Mr Rahmatallah Poudineh, Heriot-Watt University
Following the liberalisation of the electricity market in Norway since the early 1998, the focus of regulator was mainly on cost reduction and efficiency as the main driving force behind the idea of competitive electricity market. However; sufficient and efficient investment is expected to be the next key issue in regulation of distribution and transmission networks as many of the current energy policy objectives such as the European electricity market integration, increasing the share of renewable in the energy mix, improving quality of services and roll out of the smart meters can only be realised through further investments.
The conventional cost-based regulation only stimulates allocative efficiency and strongly encourages overcapitalization (Averch-Johnson-Effect). On the other hand, the current forms of incentive regulation only lead to productive efficiency, predominantly incentivizing short term efficiency in terms of operational expenditures. Moreover, additional instruments such as quality regulation and/or additional allowances may incentivize replacement and expansions investments respectively. However, from a theoretical point of view, incentive regulation does not motivate dynamic efficiency in the sense of explicit regulatory stimuli for asset innovation leading to a dynamically efficient investment allocation. Thus, complex trade-offs result from the guiding idea of efficiency oriented network operation (productive efficiency) and incentivising the dynamic efficiency.

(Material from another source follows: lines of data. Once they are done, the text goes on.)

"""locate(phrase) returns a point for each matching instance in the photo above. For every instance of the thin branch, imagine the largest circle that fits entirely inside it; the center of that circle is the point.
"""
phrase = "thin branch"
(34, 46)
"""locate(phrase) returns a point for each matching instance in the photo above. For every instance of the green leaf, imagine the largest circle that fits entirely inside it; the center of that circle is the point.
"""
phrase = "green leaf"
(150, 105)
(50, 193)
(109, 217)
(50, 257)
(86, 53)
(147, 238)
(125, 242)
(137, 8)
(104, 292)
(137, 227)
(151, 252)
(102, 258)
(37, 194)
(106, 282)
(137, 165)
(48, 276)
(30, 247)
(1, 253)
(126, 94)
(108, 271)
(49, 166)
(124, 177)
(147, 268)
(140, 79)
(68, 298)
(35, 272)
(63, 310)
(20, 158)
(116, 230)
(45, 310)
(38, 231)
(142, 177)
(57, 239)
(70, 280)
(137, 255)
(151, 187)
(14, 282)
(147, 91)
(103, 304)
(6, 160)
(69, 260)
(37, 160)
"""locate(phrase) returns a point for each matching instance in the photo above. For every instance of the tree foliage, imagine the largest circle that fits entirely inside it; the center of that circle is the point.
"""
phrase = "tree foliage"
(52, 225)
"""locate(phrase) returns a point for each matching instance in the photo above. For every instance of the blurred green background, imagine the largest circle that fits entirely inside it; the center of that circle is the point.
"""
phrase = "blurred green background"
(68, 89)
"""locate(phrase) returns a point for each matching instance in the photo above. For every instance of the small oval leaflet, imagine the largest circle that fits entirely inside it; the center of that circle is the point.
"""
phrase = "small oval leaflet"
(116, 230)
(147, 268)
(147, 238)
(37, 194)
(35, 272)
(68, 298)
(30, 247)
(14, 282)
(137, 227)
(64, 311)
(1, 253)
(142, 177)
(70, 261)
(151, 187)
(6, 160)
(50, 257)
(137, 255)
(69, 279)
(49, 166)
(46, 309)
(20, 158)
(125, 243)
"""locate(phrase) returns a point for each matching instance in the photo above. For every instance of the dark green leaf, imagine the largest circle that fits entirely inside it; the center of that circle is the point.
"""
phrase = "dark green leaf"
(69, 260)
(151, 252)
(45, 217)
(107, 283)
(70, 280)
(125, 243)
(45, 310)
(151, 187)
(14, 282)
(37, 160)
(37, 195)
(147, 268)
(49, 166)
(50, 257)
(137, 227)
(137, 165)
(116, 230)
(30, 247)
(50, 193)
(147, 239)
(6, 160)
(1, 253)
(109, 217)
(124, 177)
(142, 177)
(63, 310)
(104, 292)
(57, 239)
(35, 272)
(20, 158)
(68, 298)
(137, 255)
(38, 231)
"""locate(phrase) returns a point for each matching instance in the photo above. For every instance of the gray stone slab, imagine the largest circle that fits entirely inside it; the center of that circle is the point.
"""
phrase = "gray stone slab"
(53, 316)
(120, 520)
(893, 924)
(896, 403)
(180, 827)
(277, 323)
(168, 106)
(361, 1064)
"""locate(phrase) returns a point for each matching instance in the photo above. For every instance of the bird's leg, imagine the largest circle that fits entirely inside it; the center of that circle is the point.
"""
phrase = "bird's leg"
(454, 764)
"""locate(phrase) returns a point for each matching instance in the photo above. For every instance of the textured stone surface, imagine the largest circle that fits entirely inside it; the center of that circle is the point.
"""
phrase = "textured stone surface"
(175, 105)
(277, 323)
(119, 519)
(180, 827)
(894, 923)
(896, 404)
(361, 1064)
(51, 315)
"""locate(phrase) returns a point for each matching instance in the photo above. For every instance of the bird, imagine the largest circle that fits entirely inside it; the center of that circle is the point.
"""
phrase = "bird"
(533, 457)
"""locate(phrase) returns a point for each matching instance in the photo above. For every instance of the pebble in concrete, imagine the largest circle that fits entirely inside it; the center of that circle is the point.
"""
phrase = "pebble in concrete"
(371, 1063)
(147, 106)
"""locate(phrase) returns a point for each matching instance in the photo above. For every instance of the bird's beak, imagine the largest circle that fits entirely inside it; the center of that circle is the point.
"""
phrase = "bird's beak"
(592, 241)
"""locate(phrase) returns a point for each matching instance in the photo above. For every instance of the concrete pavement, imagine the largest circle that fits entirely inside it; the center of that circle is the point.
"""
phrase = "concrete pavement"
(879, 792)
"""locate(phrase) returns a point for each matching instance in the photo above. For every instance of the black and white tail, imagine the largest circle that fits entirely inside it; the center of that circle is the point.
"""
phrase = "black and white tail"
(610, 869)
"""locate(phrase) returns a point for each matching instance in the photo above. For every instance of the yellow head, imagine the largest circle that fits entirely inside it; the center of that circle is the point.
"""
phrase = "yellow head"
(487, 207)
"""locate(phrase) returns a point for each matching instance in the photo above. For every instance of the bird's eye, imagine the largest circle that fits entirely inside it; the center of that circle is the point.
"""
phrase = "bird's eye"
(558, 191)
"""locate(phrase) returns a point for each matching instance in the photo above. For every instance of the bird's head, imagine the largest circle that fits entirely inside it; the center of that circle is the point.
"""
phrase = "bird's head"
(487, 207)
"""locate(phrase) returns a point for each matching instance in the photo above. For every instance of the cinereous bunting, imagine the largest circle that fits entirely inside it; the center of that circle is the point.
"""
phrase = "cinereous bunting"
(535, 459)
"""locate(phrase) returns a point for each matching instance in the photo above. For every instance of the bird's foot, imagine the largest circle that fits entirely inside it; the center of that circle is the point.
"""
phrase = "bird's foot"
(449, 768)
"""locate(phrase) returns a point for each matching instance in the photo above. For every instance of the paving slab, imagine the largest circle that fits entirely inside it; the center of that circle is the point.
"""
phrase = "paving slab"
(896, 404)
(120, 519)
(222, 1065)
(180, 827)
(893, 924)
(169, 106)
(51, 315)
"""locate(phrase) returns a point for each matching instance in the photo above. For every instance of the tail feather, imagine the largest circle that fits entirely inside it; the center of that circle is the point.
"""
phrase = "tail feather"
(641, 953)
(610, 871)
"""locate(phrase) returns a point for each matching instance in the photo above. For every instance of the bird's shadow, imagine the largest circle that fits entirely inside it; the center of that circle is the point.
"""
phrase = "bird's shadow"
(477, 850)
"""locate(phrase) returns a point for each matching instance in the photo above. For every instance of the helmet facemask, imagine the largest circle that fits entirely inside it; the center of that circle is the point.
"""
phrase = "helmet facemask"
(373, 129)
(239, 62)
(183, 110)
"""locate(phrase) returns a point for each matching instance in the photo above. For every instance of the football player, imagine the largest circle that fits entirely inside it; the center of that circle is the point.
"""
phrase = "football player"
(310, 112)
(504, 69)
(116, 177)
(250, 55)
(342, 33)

In pursuing this path, the objective of this paper is to analyse distribution companies in Norway in terms of incentive regulatory measures that lead the firms towards dynamic efficient investments in a smart grids context.
We use a dataset comprising a panel of 135 distribution companies from 2004 to 2010. Initially, we investigate whether theoretical variables influence the investment decision of the distribution companies and whether they can be manipulated through regulatory regime, by adopting a Bayesian Model Averaging (BMA) approach. In the second stage we measure cost efficiency of distribution networks using an input distance function and stochastic frontier technique.